Visualization and analysis of the network
Further analysis and visualization of the network were conducted using Cytoscape software (v3.10.2) [10]. Respective STRING networks were analyzed on Cytoscape using MCODE and CytoHUBba plugins. The networks were analyzed by MCODE and densely connected regions (clusters) within large PPI networks were identified. CytoHUBba was used to identify important nodes and subnetworks [11]. All 12 algorithms in cytoHUBba were used for analysis, namely: Degree Centrality, Betweenness Centrality, Closeness Centrality, Stress Centrality, Eccentricity, Radiality, BottleNeck, Edge Percolated Component (EPC), Maximum Neighborhood Component (MNC), Density of MNC (DMNC), Clustering Coefficient, and Maximal Clique Centrality (MCC).
Functional analysis
Gene set enrichment was performed using Enrichr-KG and GeneMANIA online bioinformatic tools to explore associations with known metabolic pathways, particularly cholesterol metabolism, adipocytokine signaling, and AMP-activated protein kinase (AMPK) regulation. Pathways with an adjusted p-value of less than 0.005 were considered [12, 13].
Results
GEO dataset processing to extract common DEGs
For BC, four GEO datasets with accession numbers GSE29044, GSE15852, GSE89116, and GSE61304 for the Asian population and three GEO datasets with accession numbers GSE42568, GSE21422, and GSE29431 for the European population were retrieved from the freely accessible NCBI-GEO database. GSE15852 https://www.ncbi.nlm.nih.gov/geo/query/acc.cgi?acc=GSE15852 (Malaysia), GSE29044 https://www.ncbi.nlm.nih.gov/geo/query/acc.cgi?acc=GSE29044 (Riyadh, Saudi Arabia), GSE89116 https://www.ncbi.nlm.nih.gov/geo/query/acc.cgi?acc=GSE89116 (New Delhi, India), and GSE61304 https://www.ncbi.nlm.nih.gov/geo/query/acc.cgi?acc=GSE61304 (Singapore) datasets were chosen for BC analysis of Asian population and GSE29431 https://www.ncbi.nlm.nih.gov/geo/query/acc.cgi?acc=GSE29431 (Barcelona, Spain), GSE21422 https://www.ncbi.nlm.nih.gov/geo/query/acc.cgi?acc=GSE21422 (Berlin, Germany), and GSE42568 https://www.ncbi.nlm.nih.gov/geo/query/acc.cgi?acc=GSE42568 (Dublin, Ireland) were chosen for the European population. Samples were taken from patients of different age groups and at different stages of cancer progression, DGE analysis results of these datasets provide HUB genes whose expression in BC could be dependent on environmental factors, diet, genetic history, and lifestyle disorders. Set of images in Figure 2a graphical representation of DEGs in Asian datasets, and set of images in Figure 2b graphical representation of DEGs in European datasets.

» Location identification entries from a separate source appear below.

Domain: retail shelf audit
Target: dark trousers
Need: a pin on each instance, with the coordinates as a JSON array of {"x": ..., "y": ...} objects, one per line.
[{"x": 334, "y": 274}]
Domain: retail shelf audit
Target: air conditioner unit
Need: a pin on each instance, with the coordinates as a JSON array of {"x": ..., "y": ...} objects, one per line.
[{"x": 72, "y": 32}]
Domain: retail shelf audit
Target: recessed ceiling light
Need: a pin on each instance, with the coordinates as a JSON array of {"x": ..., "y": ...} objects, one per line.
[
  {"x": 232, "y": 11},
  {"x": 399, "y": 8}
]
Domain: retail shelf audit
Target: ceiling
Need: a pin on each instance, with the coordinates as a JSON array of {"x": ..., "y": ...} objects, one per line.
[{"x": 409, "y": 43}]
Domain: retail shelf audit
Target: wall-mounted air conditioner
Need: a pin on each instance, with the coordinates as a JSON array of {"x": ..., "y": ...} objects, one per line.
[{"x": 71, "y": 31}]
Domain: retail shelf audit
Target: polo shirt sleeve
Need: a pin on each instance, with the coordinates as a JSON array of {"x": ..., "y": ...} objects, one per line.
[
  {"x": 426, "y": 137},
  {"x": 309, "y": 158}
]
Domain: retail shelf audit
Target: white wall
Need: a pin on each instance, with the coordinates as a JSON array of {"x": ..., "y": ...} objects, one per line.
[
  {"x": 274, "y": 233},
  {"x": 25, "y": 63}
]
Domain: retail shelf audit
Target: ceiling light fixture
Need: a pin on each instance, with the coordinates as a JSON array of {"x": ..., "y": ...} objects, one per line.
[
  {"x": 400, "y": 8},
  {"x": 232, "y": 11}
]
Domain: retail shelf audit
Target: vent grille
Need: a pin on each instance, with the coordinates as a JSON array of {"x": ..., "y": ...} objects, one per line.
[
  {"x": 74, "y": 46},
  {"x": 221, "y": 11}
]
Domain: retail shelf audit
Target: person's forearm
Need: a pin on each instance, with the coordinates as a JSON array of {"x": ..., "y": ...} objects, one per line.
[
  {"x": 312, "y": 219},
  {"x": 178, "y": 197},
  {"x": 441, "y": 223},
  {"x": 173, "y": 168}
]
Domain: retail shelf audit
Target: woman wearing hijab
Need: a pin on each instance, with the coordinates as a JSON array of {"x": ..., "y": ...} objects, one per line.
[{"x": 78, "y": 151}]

Graphical representation of DEGs. (a) Graphical representation of DEGs in Asian dataset; (b) graphical representation of DEGs in European dataset. DCIS: ductal carcinoma in situ; DEGs: differentially expressed genes; Exp: gene expression value; FC: fold change. Red points represent genes that are significantly upregulated in breast cancer. Blue points represent genes that are significantly upregulated in healthy tissue. Gray points represent genes that are not significantly different in expression between the two conditions
PPI network
In total, 2,950 upregulated DEGs were extracted from the three datasets, and were utilized to construct the PPI network for the European population and 456 upregulated DEGs were extracted from the four datasets, and were utilized to construct the PPI network for the Asian population. The PPI networks obtained from STRING [9] are shown in supplementary figures: Figures S1–7.
Common gene selection
The common genes were shortlisted using Bioinformatics & Evolutionary Genomics Venn diagram generator tool [14]. In selected BC datasets, we selected the genes which had minimum of 3 common algorithms in that particular dataset, for each (intra-dataset comparison), files are attached in the Supplementary material under CytoHUBba algorithms and CytoHUBba analysis. Followed by, every dataset’s selected gene list to check for common genes within them (inter-dataset comparison) to get HUB genes. The lists are mentioned in Table 1.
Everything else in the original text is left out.